W pierwszej kolejności należy zadać sobie pytanie czym chce sterować. 
Później zdecydować jaki system wybrać. Jest wielu producentów Polskich i zagranicznych. Do Polskich należą głównie producenci *Nexwell, Ampio i Grenton.* Są też systemy bezprzewodowe jak* Fibaro czy Zamel,* ale w przypadku nowo budowanego domu proponuje aby skupić się na systemie przewodowym. Z producentów zagranicznych to głównie producenci urządzeń *KNX.*

----------


## Kaizen

Są też systemy nie zatrudniające marketingowców jak HA czy Domoticz

----------


## agb

No, w nich trzeba być samozatrudnionym żeby jak coś padnie, to samemu szukać przy świeczce jak naprawić. Poza tym to nie są żadne systemy, a wyłącznie software, który zarządza lepszą, lub, zazwyczaj, gorszą chińszczyzną z ali.

----------


## kroles

> Poza tym to nie są żadne systemy, a wyłącznie software, który zarządza lepszą, lub, zazwyczaj, gorszą chińszczyzną z ali.

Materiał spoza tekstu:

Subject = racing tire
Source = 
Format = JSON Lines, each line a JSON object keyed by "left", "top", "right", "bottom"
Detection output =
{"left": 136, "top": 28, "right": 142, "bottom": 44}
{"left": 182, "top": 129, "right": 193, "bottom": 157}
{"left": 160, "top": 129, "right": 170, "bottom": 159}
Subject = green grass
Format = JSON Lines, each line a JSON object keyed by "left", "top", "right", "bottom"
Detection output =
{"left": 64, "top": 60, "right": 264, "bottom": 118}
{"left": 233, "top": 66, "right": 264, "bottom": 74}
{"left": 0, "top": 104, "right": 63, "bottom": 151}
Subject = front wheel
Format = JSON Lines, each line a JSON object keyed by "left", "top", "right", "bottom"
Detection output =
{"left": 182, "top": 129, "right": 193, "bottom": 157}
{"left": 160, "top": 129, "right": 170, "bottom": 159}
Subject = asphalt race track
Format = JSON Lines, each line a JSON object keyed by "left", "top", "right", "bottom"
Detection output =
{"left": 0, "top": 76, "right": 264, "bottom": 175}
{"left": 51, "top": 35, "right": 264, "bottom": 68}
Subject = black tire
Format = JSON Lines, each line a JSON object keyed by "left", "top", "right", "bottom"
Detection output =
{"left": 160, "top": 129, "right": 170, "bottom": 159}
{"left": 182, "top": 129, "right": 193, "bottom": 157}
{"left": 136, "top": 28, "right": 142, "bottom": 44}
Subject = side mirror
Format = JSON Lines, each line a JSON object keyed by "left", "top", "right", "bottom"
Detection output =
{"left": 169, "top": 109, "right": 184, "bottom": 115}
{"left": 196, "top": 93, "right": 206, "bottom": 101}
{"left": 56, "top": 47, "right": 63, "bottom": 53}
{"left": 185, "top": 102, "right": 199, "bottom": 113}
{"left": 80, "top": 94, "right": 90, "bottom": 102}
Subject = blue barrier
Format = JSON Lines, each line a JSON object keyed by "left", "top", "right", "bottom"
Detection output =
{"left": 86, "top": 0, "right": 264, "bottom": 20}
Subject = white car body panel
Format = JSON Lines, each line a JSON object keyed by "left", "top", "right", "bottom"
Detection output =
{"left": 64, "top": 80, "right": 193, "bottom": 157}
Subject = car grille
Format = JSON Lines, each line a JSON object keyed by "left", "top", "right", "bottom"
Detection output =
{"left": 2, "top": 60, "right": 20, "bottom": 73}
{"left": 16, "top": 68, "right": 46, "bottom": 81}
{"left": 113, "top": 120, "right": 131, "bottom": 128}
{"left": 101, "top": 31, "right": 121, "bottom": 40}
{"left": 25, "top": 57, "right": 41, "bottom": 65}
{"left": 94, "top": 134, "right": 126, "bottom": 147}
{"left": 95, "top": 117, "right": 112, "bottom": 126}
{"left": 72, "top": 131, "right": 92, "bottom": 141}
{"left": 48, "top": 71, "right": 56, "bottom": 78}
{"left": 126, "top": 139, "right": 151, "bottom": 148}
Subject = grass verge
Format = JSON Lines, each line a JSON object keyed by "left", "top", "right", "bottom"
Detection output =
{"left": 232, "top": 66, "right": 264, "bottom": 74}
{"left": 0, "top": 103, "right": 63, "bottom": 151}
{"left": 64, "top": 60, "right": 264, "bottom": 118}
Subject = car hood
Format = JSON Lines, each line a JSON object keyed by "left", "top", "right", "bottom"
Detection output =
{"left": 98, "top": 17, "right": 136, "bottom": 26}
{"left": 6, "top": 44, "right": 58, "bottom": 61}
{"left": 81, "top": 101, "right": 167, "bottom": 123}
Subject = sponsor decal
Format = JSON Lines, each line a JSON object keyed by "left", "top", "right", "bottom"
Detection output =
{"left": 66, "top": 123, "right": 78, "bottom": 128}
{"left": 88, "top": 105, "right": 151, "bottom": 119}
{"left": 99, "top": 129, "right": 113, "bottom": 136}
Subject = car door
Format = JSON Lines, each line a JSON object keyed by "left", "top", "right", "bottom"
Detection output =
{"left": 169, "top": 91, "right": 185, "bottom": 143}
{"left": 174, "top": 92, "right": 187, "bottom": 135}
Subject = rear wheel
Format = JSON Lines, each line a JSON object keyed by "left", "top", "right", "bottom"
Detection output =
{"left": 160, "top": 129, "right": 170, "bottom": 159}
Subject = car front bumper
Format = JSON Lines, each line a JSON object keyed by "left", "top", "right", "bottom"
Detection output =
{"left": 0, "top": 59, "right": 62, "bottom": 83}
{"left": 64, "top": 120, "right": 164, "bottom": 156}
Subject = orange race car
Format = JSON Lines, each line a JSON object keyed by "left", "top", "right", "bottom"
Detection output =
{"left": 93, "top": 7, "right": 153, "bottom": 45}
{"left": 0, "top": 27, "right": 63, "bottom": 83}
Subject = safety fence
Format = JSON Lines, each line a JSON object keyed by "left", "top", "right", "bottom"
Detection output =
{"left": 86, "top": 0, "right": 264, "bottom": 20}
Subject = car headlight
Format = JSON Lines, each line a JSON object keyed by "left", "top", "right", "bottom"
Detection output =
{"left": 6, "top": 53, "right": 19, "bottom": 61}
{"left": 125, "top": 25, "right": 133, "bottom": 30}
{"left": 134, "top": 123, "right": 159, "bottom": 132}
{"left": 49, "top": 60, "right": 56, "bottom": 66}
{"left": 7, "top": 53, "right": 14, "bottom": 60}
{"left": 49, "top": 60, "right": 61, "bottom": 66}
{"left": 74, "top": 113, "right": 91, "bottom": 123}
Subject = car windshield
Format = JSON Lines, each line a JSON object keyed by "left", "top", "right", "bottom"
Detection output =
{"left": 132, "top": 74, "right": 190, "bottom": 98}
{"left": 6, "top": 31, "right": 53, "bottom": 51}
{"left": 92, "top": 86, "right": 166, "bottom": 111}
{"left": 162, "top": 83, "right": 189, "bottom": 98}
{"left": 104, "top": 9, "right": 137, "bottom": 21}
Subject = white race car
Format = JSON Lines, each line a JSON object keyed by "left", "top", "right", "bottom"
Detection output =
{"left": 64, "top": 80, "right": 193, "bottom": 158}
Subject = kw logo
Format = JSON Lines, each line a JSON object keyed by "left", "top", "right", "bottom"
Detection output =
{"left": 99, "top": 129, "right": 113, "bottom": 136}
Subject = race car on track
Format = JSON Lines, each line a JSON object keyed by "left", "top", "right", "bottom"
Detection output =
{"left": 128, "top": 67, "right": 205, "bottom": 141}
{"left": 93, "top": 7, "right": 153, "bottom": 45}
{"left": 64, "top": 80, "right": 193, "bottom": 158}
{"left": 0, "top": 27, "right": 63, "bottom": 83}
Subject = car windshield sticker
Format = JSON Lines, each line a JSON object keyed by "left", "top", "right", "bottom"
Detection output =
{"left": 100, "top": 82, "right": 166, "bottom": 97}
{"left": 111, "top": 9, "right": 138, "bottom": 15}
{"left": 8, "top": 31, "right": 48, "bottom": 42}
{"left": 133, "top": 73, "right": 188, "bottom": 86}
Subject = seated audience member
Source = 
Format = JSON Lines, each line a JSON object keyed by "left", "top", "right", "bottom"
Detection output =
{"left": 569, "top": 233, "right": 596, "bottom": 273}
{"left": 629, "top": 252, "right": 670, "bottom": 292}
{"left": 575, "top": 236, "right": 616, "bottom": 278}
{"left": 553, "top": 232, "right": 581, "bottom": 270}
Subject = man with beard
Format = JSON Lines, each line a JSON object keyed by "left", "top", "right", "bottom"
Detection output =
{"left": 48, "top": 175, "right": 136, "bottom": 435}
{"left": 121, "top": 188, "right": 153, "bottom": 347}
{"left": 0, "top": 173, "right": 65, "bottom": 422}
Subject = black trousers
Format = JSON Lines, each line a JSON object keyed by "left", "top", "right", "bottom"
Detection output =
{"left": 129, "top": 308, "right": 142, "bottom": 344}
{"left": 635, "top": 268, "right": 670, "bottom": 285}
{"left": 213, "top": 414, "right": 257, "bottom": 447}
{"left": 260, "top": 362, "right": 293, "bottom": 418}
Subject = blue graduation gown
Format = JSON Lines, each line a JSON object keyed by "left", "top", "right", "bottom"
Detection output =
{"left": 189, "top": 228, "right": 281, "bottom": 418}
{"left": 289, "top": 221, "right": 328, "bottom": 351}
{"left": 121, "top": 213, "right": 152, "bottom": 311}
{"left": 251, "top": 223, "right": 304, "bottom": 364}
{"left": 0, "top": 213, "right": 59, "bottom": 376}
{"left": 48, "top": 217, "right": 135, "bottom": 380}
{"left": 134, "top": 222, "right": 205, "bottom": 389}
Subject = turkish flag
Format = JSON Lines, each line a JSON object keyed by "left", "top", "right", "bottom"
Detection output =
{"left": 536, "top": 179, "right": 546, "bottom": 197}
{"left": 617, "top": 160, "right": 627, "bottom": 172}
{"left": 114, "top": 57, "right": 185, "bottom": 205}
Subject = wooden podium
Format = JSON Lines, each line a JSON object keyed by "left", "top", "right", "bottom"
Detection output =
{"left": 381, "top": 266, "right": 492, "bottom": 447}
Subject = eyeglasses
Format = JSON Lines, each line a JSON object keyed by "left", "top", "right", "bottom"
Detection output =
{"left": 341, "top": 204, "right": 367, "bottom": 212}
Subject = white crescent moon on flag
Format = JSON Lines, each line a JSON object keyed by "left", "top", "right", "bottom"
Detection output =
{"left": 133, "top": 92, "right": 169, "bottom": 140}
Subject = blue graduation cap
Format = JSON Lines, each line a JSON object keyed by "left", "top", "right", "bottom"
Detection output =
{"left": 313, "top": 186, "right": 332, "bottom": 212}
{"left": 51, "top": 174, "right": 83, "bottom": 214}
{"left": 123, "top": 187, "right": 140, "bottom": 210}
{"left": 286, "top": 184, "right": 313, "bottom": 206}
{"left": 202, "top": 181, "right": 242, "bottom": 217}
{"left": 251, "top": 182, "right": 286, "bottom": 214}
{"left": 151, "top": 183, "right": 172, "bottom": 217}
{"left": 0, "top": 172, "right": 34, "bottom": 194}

Zarządza tym, co mu zainstalujesz - może działać z chińszczyzną, ale może też z porządnym sprzętem, co komu pasuje.

----------


## justynamaczka

Jak ocenić który system jest lepszy i jak wybrać?

----------


## Exudio

Ciężkie pytanie  :smile:  
Musisz zapoznać się z ofertami firm. Firmy będą się różnić ceną, ale idzie to w parze z jakością i funkcjonalnością. System ma być dopasowany do Twoich potrzeb. 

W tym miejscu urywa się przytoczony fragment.